In order to alert the user 22 of a measured drop in the flow rate through the conduit, a display 52 connected to the microprocessor 50 is provided on the visor 14. For example, the display 52 may comprise a series of light emitting diodes, the diodes being illuminated progressively by the microprocessor 50 depending on the mark/space ratio of the signal supplied to the motor of the fan, the level of which is indicative of problems associated with, for example, the degree of blocking of the air filter.

Further embodiments will now be described which enable the wearer of a respirator to attach additional protection appropriate to an activity which he is to carry out while wearing the respirator (br example, a welding shield or a mesh visor).

Figures 7A and B show a respirator 10'generally in accordance with the foregoing (like numerals indicating like features) with the exception that the filter 28 is not visible in the figures. In addition to the features set out above, the respirator of this embodiment is adapted to receive a bar carrying a protective screen by means of a plug/socket arrangement, such that the screen is disposed in front of the wearer's face. The respirator is shown without the screen in figure 7A and with the screen 60 (in this case a welding shield) attached in figure 7B.

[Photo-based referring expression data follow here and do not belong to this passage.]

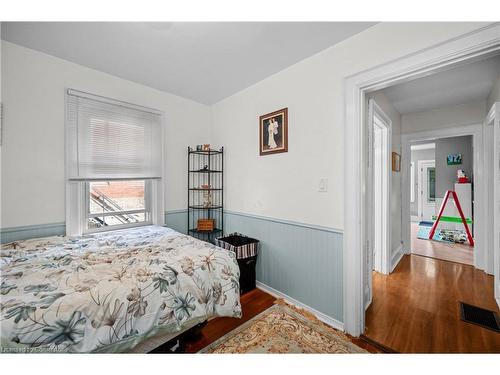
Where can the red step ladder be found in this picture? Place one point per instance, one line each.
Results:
(457, 203)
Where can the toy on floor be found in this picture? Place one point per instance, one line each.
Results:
(459, 208)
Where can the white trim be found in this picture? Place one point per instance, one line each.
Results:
(425, 146)
(480, 42)
(421, 164)
(412, 182)
(323, 317)
(493, 119)
(396, 257)
(476, 131)
(383, 265)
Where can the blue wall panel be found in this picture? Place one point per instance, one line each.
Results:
(301, 261)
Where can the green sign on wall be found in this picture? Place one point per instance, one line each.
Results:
(454, 159)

The bar 62 is curved such that it conforms approximately to the shape of the outer shell 12 of the respirator. Each end of the bar 62 (one of which is shown in figure 8) is provided with a respective arm 64, an end of which is pivotably mounted to the end of the bar 62 by means of a respective pivot 66. The arrangement of the bar 62, the arms 64 and the rotation of the pivots 66 (being

generally coaxial), is such that, with the arms held so that they are generally horizontal and at the same height, the bar can pivot generally upwards and downwards. At a lower end of the range of movement of the bar 62 relative to the arms 64 (in which the screen depending from the bar will be in front of the wearer of the respirator when the bar is attached thereto), the arms extend generally forwards (with respect to the wearer of the respirator) and are generally parallel with the bar 62. In this position, the bar 62 is constrained by the pivots 66 from further downward movement.

The free end 65 of each arm 64 carries a re-entrant (with respect to the curvature of the bar) plug in the form of a rod 68 (see figure 9) which extends from the end of the arm 64 remote from the pivot 66, generally in the direction of the pivot 66 but forming an acute angle with the arm 64 to which it is attached. Towards the free end of the rod 68, there is provided a circumferential detent 72, having an obtuse-angled, V-shaped cross-section.

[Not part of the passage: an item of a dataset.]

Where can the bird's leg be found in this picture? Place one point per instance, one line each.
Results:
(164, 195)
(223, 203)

Returning to figure 1,2 and 7A, each side of the outer shell 12 of the respirator is provided, adjacent the temple region thereof, with a respective socket in the form of a channel 70 extending in a generaiiy fore-afi : direction, in the embodiment shown, the channels 70 are provided on visor pivot covers 17 of the respirator slightly above and to the rear of pivots provided for the visor 16 itself.

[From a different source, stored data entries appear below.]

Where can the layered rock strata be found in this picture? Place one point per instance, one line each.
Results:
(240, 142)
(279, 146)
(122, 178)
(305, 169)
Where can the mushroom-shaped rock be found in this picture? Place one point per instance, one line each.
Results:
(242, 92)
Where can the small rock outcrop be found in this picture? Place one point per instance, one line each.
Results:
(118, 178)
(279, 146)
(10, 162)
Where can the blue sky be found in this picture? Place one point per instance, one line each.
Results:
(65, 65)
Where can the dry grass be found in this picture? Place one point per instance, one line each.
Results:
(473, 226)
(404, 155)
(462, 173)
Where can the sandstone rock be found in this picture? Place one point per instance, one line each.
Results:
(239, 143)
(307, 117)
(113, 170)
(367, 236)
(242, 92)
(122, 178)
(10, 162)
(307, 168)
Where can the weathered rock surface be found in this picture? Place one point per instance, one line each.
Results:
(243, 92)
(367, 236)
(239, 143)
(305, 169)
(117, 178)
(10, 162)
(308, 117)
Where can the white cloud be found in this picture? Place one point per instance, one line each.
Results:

In this way, the screen 63 and the visor 16 may be raised together, or the screen 63 may be raised independently of the visor 16 whilst the respirator is being worn.

With reference to figures 7A, 10 and 11, each channel 70 is adapted to receive one of the rods 68 and to retain it by means of the detent 72 which engages with corresponding retaining structure 74 in the channel 70, such that a screen 60 depending from the bar 62 may be rotated from a lowered position (as shown in figure 7B), in which it is disposed in front of the wearer's face, to a raised position, in which the bar 62 extends generally across the top of the respirator

and the screen 60 extends generally forwards and does not obstruct the wearer's view (a detail of which position is shown in figure 12).

With the screen bar (and attached screen) of this embodiment is fixed to the respirator, the wearer may raise and lower the screen whilst the helmet is being worn.

While this embodiment has been described with reference to its application to a respirator, it is equally applicable to other types of helmets not having a respirator function.

Each feature disclosed in this specification (which term includes the claims) and/or shown in the drawings may be incorporated in the invention independently of other disclosed and/or illustrated features.